I started Deep Learning Specialization in Coursera:
[https://www.coursera.org/specializations/deep-
learning](https://www.coursera.org/specializations/deep-learning) last month
and almost finished it, but I realized this field requires a lot of expertise,
not something you can learn in a month. What I learned in the courses was just
a basic topics in Deep Learning and how to use Numpy, TensorFlow and Keras.

I was considering diving into a Data Science job and started that
specialization as a starting point, but I just realized how foolish I am.
Chances are I'll find a job, but it definitely takes another 10 years/10,000
hours to master this discipline.

Anyway, the specialization is wonderful and Dr.Ng explains complicated Deep
learning topics in a way that is understandable for everyone. So if just
learning is what you want, you should take it, but I don't think you are
prepared for a real world Data Science job after finishing it.

------
bryanrasmussen
How to make background to a picture that is geeky for geeky subjects in 10
minutes:

1\. find javascript file that has been compressed on your system. 2\. open in
color coded editor 3\. take screenshot

there you go, perfect 'code' background for your deep learning article!

------
ReverseCold
I'm trying to do something similar by starting the other way around (first why
it works, then how it works) and so far it's working for me pretty well.[1]

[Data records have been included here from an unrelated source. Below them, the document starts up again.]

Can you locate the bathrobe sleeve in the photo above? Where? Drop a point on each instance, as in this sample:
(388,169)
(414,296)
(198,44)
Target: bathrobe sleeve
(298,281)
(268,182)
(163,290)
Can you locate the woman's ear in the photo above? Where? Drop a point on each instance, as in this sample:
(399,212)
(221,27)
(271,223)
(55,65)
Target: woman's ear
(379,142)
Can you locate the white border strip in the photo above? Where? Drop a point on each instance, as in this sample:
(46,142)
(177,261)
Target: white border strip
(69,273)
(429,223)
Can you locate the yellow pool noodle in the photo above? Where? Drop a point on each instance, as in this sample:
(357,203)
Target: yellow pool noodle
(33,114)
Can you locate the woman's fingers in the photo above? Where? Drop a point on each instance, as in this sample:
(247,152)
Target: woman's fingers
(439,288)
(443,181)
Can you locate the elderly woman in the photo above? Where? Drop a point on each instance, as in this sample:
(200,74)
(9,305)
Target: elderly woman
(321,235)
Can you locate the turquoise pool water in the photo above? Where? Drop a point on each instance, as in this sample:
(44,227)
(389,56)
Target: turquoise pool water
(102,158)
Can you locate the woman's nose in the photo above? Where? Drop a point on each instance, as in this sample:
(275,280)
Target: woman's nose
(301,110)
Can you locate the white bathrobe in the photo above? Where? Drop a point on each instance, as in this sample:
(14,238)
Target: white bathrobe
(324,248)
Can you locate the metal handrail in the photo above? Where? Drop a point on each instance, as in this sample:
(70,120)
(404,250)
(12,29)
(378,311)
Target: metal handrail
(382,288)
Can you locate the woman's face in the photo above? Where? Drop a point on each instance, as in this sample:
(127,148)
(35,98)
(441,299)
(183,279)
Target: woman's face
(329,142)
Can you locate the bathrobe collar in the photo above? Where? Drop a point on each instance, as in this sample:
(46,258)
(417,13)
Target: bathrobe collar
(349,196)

For reference, I'm in high school, so I don't really have the necessary math
background to understand everything first try-but I think I'll be able to push
through and understand it.

The top down (fast.ai) approach didn't really work for me - as I felt like I
didn't really understand how/why everything works. Learning the math behind it
forces you to understand.

[1] [https://nikhiljha.com/2018/02/06/Neural-Networks-First-
Steps...](https://nikhiljha.com/2018/02/06/Neural-Networks-First-Steps/)

------
mruniverse
Sounds like a project manager. Step 1) Prepare for project. 1-2 weeks. Step 2)
Do programming 3-4 weeks. Step 3) Unit tests and QA 2 weeks.

------
pixelperfect
My impression is that a lot of programmers have already followed a similar
path, would like to find a job doing ML, but haven't found a way to make it
happen. Does that sound correct? I'm not saying the effort isn't worth it
anyway.

------
gt_
How to learn in 3 months:

Complete said material in 3 months.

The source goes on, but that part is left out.